Kur’an ve Hakikatin Dönüşümü

Mü'min Suresi'nde Hz. Musa'ya iman edenler der ki: "Rabbimiz! Bizi düşmanlarımız için bir fitne kaynağı kılma." Bu ayeti çok kez duymuşuzdur, ancak çoğu zaman nasıl bir gerçeğe işaret ettiğini düşünmeden tekrar ederiz. Bugün geldiğimiz nokta ise ne yazık ki daha acı bir tabloyu gözler önüne seriyor: Müslüman olduklarını iddia edenler, insanlık için bir fitne kaynağı haline gelmiş durumda. Bu durum, yanlışların ve kötülüklerin artık bir alışkanlık haline gelmesinin ötesine geçerek, doğrunun ve hakikatin yaşanmasını olanaksız kılmış bir toplumsal algıyı yaratmıştır.

Doğruluğun yerini pragmatizme, şeriata uygunluğun yerini şahsi çıkarlarının aldığı bir dönemde, yanlışları ve kötülükleri meşrulaştırma eğilimi doğruyu gölgelemiş, hatta doğruya olan ihtiyacı unutturmaya başlamıştır. Kötülükler, zamanla çoğu kişi tarafından olağan karşılanır hale gelir. Bu durumun önüne geçmek yerine ona zemin hazırlayan her anlayış, çürümeyi hızlandıran bir ifsat kaynağıdır.

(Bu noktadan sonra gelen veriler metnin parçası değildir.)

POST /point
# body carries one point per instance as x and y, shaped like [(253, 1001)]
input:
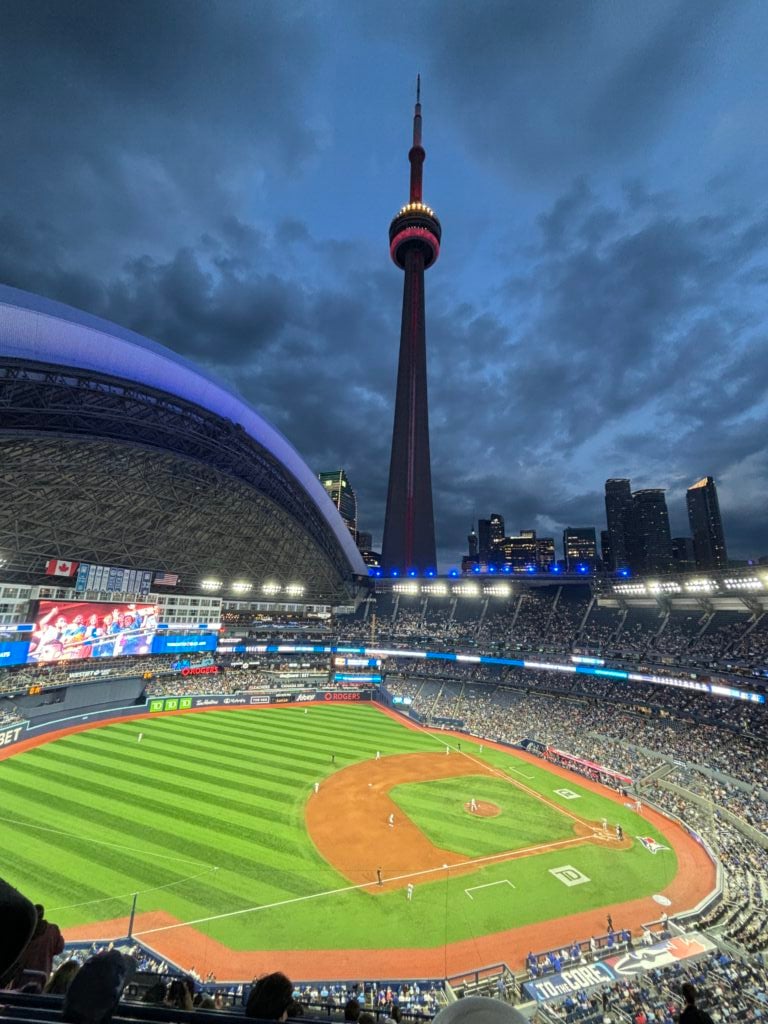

Allah'ın Emirleri ve Toplumsal Gerçekler

Kur’an'ın ışığında, Allah'ın bizden istediklerini hatırlamak bu kargaşa içinde çıkış yollarından biri olabilir: "Emrolunduğunuz gibi dosdoğru olun." "Hakkın şahitliğini gereği gibi yapın." "İnsanlar arasında hayırlı bir topluluk olun." "İyiliği emredin, kötülükten sakındırın." "Ekini ve nesli koruyun." İşte bu emirlerin her biri, Müslüman toplumların bir zamanlar inşa ettikleri medeniyetlerin temel taşları olmuştur. Ancak ne yazık ki bu temel taşların yıkılmasına ve yerlerine çıkarları önceleyen sığ bir yaşamın yerleşmesine şahit oluyoruz.

İnsanlık için bir liman olmaktan çok uzak bir hale gelmişsek, burada sorumluluğu dışarıda aramadan önce kendimize bakmalıyız. "Birleştirilmesi gerekeni birleştirirsiniz." buyruğunu hayata geçiremeyen bir topluluğun, insanları birbirinden uzaklaştıran politikalara esir düşmesi kaçınılmaz olmuştur. İşte bu, yeryüzünde en büyük fitne kaynağıdır.

Dosdoğru Yaşamak-Kurtuluşun Reçetesi

Demek ki "Müslümanım" demek kurtuluşun sigortası değil. "Müslüman olarak teslim olup, dosdoğru yaşamak" asıl kurtuluşun anahtarıdır. Diğerlerinin tamamı ifsat kaynağıdır. Bugün yaşadığımız dünya, iyiliğin ve doğrunun ortadan kaldırıldığı, yaşanılır hale getirilen yanlışın bir mirasını bırakır olmuştur.

Bir toplumu şekillendiren onun ışığıdır. Bu ışık, İslam'ın özüne uygun bir şekilde parlarsa, o toplumun yüzü güler. Ama şayet bu ışık sönerse, toplum karanlığa mahkum olur. İş bu noktada, birey olarak başlamak zorundayız. Elimizi ve dilimizi, diğer insanlar için bir tehlike değil, bir umut ışığına dönüştürebiliriz. Doğruluk ve şahitlik, sadece sözde değil, yaşantıda yer ettiğinde gerçek anlamını bulur. Müslüman olmak sadece bir kimlik değil, bir hayat biçimidir ve bunu yeniden hatırlamak zorundayız.